Starting employment at CHSU COM with some experience in curriculum and course development, I had never had the opportunity to create and implement a new curriculum. My experience fell in enhancing previously developed curriculum and course content. This school is providing me the opportunity to be involved in the curricula process from the development to the implementation phase, which is beyond exciting and rewarding. The drive and enthusiasm that surges through the faculty and staff are notable. Each with their own experiences and expertise in medicine and academia brings immense amounts of intellectual and innovative ideas daily. Teamwork is very evident because all departments constantly work together for the common goal. The passion everyone has for educating our future healthcare professionals is remarkable and will indeed be making a great impact on the lives of the students it will serve, as well as the Central Valley community in California. I feel very blessed to be a part of such a dynamic team.  

Take Home Messages

  1. California Health Sciences University (CHSU) is a new osteopathic medical school in Clovis, CA, USA that will begin its inaugural class on July 27, 2020.
  2. The mission of CHSU is to support the mission of inspiring diverse students in serving and improving the healthcare outcomes of the Central Valley population.
  3. The school’s unique curriculum focuses on a two-pass integrated system using the Team-Based Learning structure, HoloAnatomy, and nutrition education.

Notes On Contributors

Rouby Mavyan, Ph.D. is the Curriculum Manager at the California Health Sciences University College of Osteopathic Medicine.

Samuel Kadavakollu, Ph.D. is an Associate Professor of Biomedical Education, Director of MCAT and Preparatory Programs at the California Health Sciences University College of Osteopathic Medicine.

Acknowledgements

The authors are the sole owners of this opinion piece.

Bibliography/References

Johnson, C. (2009) 'Team-Based Learning for Health Professions Education: A Guide to Using Small Groups for Improving Learning', The Journal of Chiropractic Education, 23(1), pp. 47-48. https://www.ncbi.nlm.nih.gov/pmc/articles/PMC2670235/

Nyland, N. (2019) 'Beyond Reality: Augmented, Virtual, and Mixed Reality in the Library', Journal of Electronic Resources Librarianship, 31(4), pp. 283-284. https://doi.org/10.1080/1941126X.2019.1670493

Appendices

None.

Declarations

There are no conflicts of interest.
This has been published under Creative Commons "CC BY-SA 4.0" (https://creativecommons.org/licenses/by-sa/4.0/)

Ethics Statement

Ethics approval was not required for this personal opinion piece.

External Funding

This article has not had any External Funding

Reviews

Please Login or Register an Account before submitting a Review

Ken Masters - (16/05/2020) Panel Member Icon
/
An interesting short opinion piece about a new osteopathic medical school.

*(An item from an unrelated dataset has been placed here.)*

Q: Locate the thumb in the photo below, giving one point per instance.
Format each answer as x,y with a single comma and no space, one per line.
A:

From the brief description, it appears that the curriculum has drawn together several strands of current thinking in medical education, and the authors’ enthusiasm will, no doubt, be crucial to the success of the school.

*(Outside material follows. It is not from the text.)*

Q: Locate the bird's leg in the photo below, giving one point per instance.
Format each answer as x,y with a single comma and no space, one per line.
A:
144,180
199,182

I look forward to seeing more detailed reports and research papers outlining lessons learned (including, as there are bound to be (unfortunately) good ideas that did not work out as planned, but from which we can all learn.)

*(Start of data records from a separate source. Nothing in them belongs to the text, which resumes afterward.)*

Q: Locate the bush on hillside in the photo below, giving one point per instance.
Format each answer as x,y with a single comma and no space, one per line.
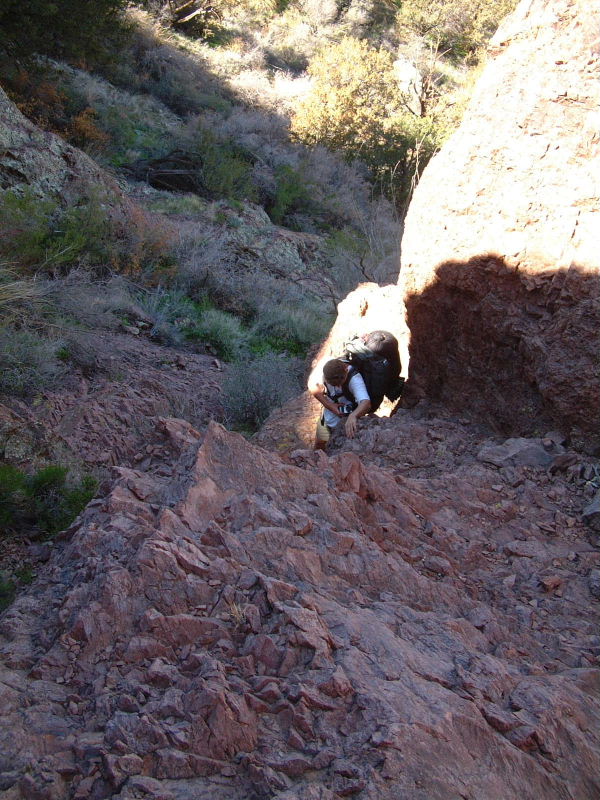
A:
39,234
252,389
457,28
63,28
356,106
28,361
45,502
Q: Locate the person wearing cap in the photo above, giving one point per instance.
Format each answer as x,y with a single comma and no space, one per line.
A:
343,395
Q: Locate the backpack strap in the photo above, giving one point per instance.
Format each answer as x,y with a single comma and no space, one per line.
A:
344,390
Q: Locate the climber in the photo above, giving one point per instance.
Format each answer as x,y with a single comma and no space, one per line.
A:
356,383
343,394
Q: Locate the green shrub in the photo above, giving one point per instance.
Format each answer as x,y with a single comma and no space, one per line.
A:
27,361
291,194
226,168
44,502
7,592
458,28
223,331
252,389
300,325
355,106
39,233
171,312
63,28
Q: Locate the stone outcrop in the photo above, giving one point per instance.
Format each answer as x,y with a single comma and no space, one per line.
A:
500,265
45,164
424,626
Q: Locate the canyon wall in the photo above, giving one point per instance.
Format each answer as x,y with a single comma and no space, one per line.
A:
500,256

Possible Conflict of Interest:

For transparency, I am an Associate Editor of MedEdPublish.

P Ravi Shankar - (05/03/2020) Panel Member Icon
/
I read with interest this personal opinion piece about the development of the curriculum at a new osteopathic medical school. The three main elements as described by the authors are team-based learning, emphasis on nutrition and Hololens. These elements have been already incorporated into medical school education in many institutions. There is an increasing emphasis on team-based learning due to less demand on faculty and nutrition is being increasingly addressed. Three dimensional platforms are increasingly used to learn anatomy. The kitchen idea is new and is interesting. I would be interested in knowing more about the two-pass system. The insights of a curriculum manager from the social sciences are interesting. This brief article will be an interesting read for educators.